The police stopped us over and over. The worst one hassled the young woman next to me, because she didn't understand his English.

He looked right at her and said, "How am I knowing you?"

This baffled her. She shook her head. He then kept at her, asking where she came from over and over and confusing her. "The border," she'd say. "No, I mean before." She was silent and scared by his strange phrasing.

He made her get out and unzip her suitcase. I got out too and tried to engage him. He had a gun and the situation was tense – maybe I could defuse the situation. I offered him a biscuit.

Eventually, the driver whispered, "Give me 200." I did, he passed it on, and we were allowed to leave.

Three bribes in my first hour! I was certainly getting a local experience.

On we drove, over a terrible road, hitting the main expressway somewhere west of Lagos, where I was shocked by the wreckless, fast driving. We passed three huge accidents in the next hour.

When we got to Ibadan, the sun was starting to go down. I thought I'd stay there, but the driver offered to take me the last 90 minutes to Oshogbo.

"You give me 7,000. I drive you."

"No. Take me to the bus."

"Ah. But it's late." He had me there.

"Okay, how much you pay?"

I thought about it. At 3,000 a head, he'd made 12,000 for the three hours ride. So he was asking for 7,000 for a drive of half that. 6,000 was the right rate, but did I really want to pay 40 bucks?

Nigeria isn't cheap.

"Okay, 5,000."

"You give me six." Fine.

We zoomed along, out of the heaving chaos of Ibadan and towards Oshogbo.

"Can I get other people?"

I was tempted to say no, since I'd already paid for the taxi. But then, what's the harm in letting him make a few more bucks? I took the front seat and he picked up four adults, who asked me a lot of questions. Nigerian's reactions to me today have been amused or amazed. One policeman gave me his phone number. At least he didn't ask for a tip.

I had to answer a lot of questions about not being married and not having children. "Don't you want to enjoy a man while you are young?"

"It's okay," I said.

This puzzled them.

"Are you not loving enough?"

I wasn't entirely comfortable with the turn this conversation had taken.

"No... it's..." I tried to think of a way to explain it succinctly in language that would make sense.

"Men don't like me," I said.

They nodded, sort of understanding but not really.
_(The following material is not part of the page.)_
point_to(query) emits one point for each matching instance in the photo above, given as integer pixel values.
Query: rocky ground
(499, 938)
But it made more sense to them a minute later when I added, "Anyway, I can't cook. So I need a man who can cook."

"A man wants to taste his wife's cooking. You should learn to cook."
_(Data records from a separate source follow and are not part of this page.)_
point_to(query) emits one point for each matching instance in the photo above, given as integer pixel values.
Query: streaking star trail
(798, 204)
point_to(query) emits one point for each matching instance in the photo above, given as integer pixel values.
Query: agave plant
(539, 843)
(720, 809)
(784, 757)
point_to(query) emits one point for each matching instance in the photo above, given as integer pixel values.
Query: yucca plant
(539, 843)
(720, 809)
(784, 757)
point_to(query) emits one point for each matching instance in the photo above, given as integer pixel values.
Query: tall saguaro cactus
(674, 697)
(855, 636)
I couldn't win this one and changed the subject to how I could travel on to Calabar where I'd get the ferry to Cameroon.

The same man who had advised me to learn to cook then told me I could easily blast straight through to Calabar in a single day.

"Isn't it unsafe in the Delta? What about the kidnappings?"

"That doesn't happen anymore."

Maybe so. Guidebook info is already a year old by the time the book gets to my hands. But I hadn't researched this online. What if he was wrong? I'd stick to my plan, heading north to Abuja and then back down to Calabar. The long way.

We arrived at Heritage Hotel and dropped me off.

And while I was getting my bag out of the trunk, the driver, who had gotten FIFTY-EIGHT of my dollars today (more if you include what I was now sure was the sleight-of-hand at the start) for the 4.5 hours of driving, asked me for 2,000 more.

"No. I am out of money."

"I am hungry." He motioned at his stomach. He WAS thin.

I sighed and gave him what was left in my pocket – about five bucks, I had to acknowledge that new non-doormat Marie wasn't having a lot of success at being a non-doormat – and checked in.

The hotel? $25 a night. Including A/C and hot water. Sure, the shower didn't work and the ceiling fan was broken. But for $25, I wasn't complaining.

And in the morning, I went to the Sacred Forest. The beautiful sculptures were fascinating and the serenity engaging.

The forest did catch me, even after all the hassle of getting into Nigeria.